At Pollard’s urging, they recruited friends to hold litter cleanup days. Doing that had an unexpected effect: The more they picked up litter, the more they saw it at other times. That led to the residents launching Clean Pelican as a nonprofit organization that could develop resources to raise awareness and change attitudes.
Rather than rely on their network of friends, they recruited local businesses to invite employees to participate in cleanups, counting on those experiences to increase the number of people who would change their own behavior.
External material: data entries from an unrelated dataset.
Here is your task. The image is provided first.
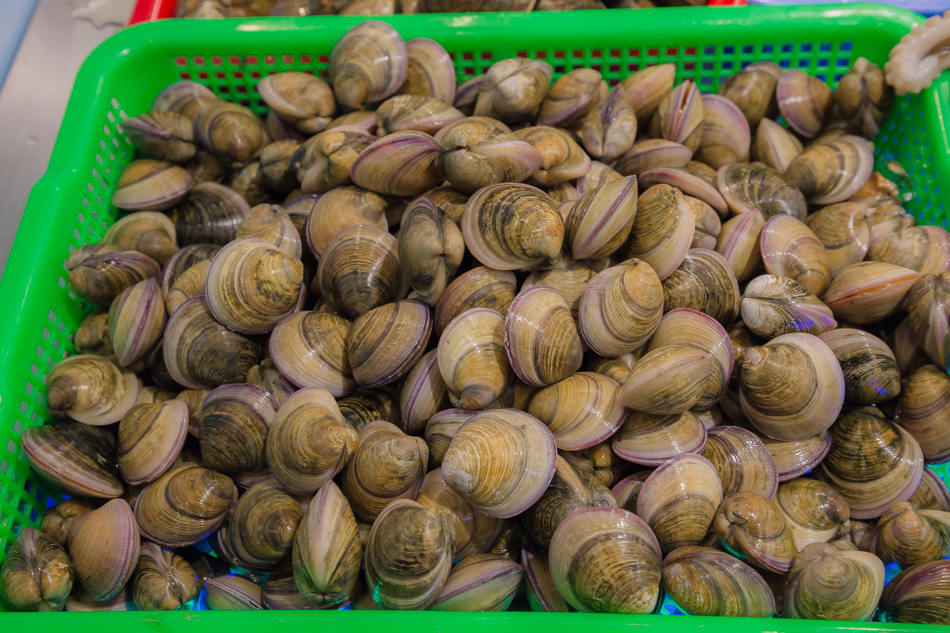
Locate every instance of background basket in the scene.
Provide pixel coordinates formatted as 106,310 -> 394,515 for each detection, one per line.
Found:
0,5 -> 950,633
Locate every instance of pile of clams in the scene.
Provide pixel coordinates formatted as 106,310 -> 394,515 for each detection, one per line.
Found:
0,22 -> 950,624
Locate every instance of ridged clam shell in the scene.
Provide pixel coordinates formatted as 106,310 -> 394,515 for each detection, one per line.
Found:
20,422 -> 123,499
270,312 -> 356,398
69,499 -> 140,600
340,421 -> 429,523
821,261 -> 920,325
759,215 -> 831,296
346,299 -> 432,387
549,508 -> 662,614
741,275 -> 838,340
266,387 -> 357,494
365,499 -> 452,609
135,463 -> 237,547
461,183 -> 564,270
663,546 -> 775,618
819,328 -> 901,405
116,400 -> 188,486
442,409 -> 557,518
292,481 -> 363,606
815,407 -> 924,520
627,181 -> 696,280
637,453 -> 722,552
739,333 -> 845,441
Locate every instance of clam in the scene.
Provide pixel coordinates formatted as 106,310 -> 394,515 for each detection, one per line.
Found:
580,86 -> 637,161
835,57 -> 894,140
505,286 -> 584,387
816,407 -> 924,520
435,117 -> 542,193
716,209 -> 765,282
514,125 -> 591,187
199,384 -> 279,472
626,185 -> 696,280
162,297 -> 260,389
870,502 -> 950,569
775,477 -> 851,552
266,387 -> 357,494
132,543 -> 201,611
168,182 -> 251,246
270,312 -> 356,398
880,560 -> 950,625
741,275 -> 838,340
346,299 -> 432,387
224,477 -> 303,571
292,481 -> 363,606
135,463 -> 237,544
785,135 -> 874,204
46,354 -> 139,426
819,328 -> 901,405
716,163 -> 808,220
652,79 -> 704,152
663,546 -> 776,618
101,211 -> 178,265
474,57 -> 554,123
739,333 -> 845,441
663,248 -> 739,326
116,400 -> 188,486
821,262 -> 920,325
41,497 -> 95,555
752,119 -> 804,174
398,198 -> 465,306
290,130 -> 376,194
330,20 -> 409,110
696,94 -> 752,169
365,499 -> 452,609
430,554 -> 524,612
637,453 -> 722,552
0,526 -> 75,611
350,131 -> 442,196
549,508 -> 662,614
257,71 -> 336,134
759,215 -> 837,296
66,244 -> 159,306
151,81 -> 218,118
782,541 -> 884,622
376,94 -> 465,136
712,492 -> 798,573
205,575 -> 264,611
538,68 -> 607,127
112,158 -> 194,211
442,409 -> 557,518
775,69 -> 834,138
620,63 -> 676,121
696,426 -> 778,499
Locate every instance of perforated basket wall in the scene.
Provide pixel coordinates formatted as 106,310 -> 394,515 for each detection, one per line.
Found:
0,5 -> 950,633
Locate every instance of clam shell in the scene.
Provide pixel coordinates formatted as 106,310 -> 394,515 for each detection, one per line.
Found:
461,183 -> 564,270
266,387 -> 357,494
549,508 -> 662,614
20,422 -> 123,499
292,481 -> 363,606
821,262 -> 920,325
663,546 -> 775,618
365,499 -> 452,609
442,409 -> 557,518
815,407 -> 924,520
739,333 -> 845,441
346,299 -> 432,387
135,463 -> 237,547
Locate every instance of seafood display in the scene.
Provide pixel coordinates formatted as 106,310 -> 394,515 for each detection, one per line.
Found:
0,17 -> 950,624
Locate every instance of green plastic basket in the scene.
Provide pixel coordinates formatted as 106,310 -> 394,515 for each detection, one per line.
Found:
0,4 -> 950,633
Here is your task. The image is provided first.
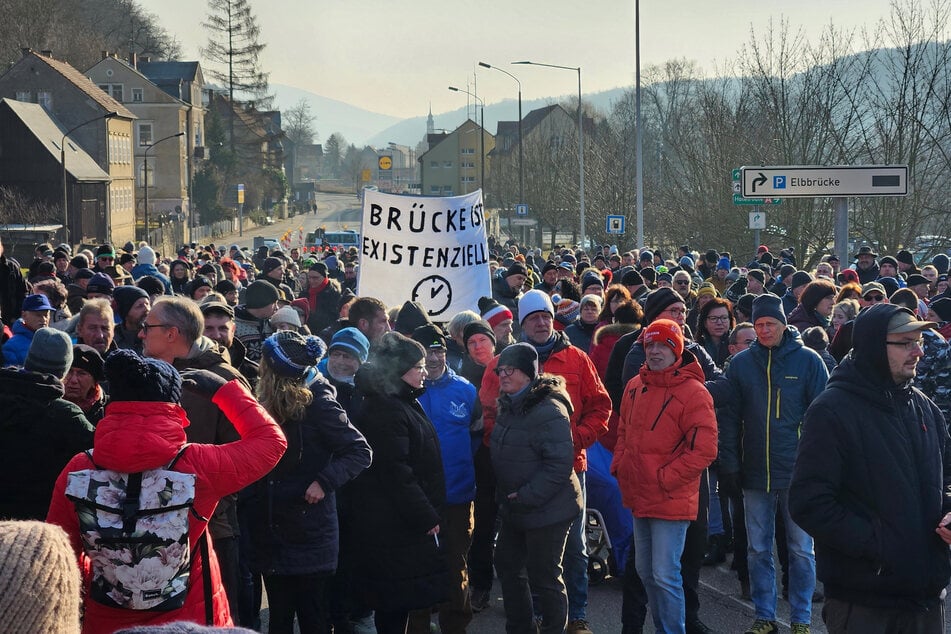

Clean Pelican is attempting to start an anti-litter club at Episcopal High School that, if successful, can be duplicated in other schools. The organization also is working with education officials to create teaching materials and questions on the statewide LEAP tests regarding litter and making the state cleaner.
The organization has already shown that students can make a difference. A businessman asked Clean Pelican to look at the litter around roadside benches, Landreneau said. Most of them are not owned by the Capital Area Transportation System but are placed by outside contractors, which use the benches as miniature billboards.
When they discovered this, Global Geospatial Institute Managing Director Fran Harvey was looking for a project for the 4-H tech club she sponsors for middle and high school students through her company. Clean Pelican members drove the students to all the roadside benches in East Baton Rouge Parish Metro Council’s District 11, and they recorded the locations and whether the benches were in good repair, the grass was cut and if there was litter around them. The contractors are contractually obligated to maintain the benches and surroundings.
More than half of the 151 benches got failing grades, Landreneau said, with 28 of the low-scoring benches belonging to CATS. Students John Harden and Caroline Waters presented Clean Pelican’s report to the Metro Council in April, and District 11 Councilwoman Laurie Adams told Landreneau the Metro Council wants Clean Pelican to study other districts while the council considers whether to renew the contracts.
Clean Pelican also hopes to use its influence to push city-parish government to contribute more to fighting litter. Mayor-President Sharon Weston Broome has formed a litter task force, of which Clean Pelican is a part. It’s a start, Landreneau said.
“We have a lot of ordinances on litter that just aren’t enforced,” Landreneau said. “Every business that has more than 15 cars and parking spaces is supposed to have a trash can — at least one — and they’re supposed to be responsible for keeping the trash out of their space and throw away the trash. That is not enforced. What about fining those individuals and funding more trash pickup by (the Department of Public Works)? Something like that?”
In the meantime, Clean Pelican is continuing its monthly cleanup events and plans to hire an executive director and marketing person to help spread the word.
“We’ve created something people want to be a part of because we’re enthusiastic about it,” said board member Michael Hackett.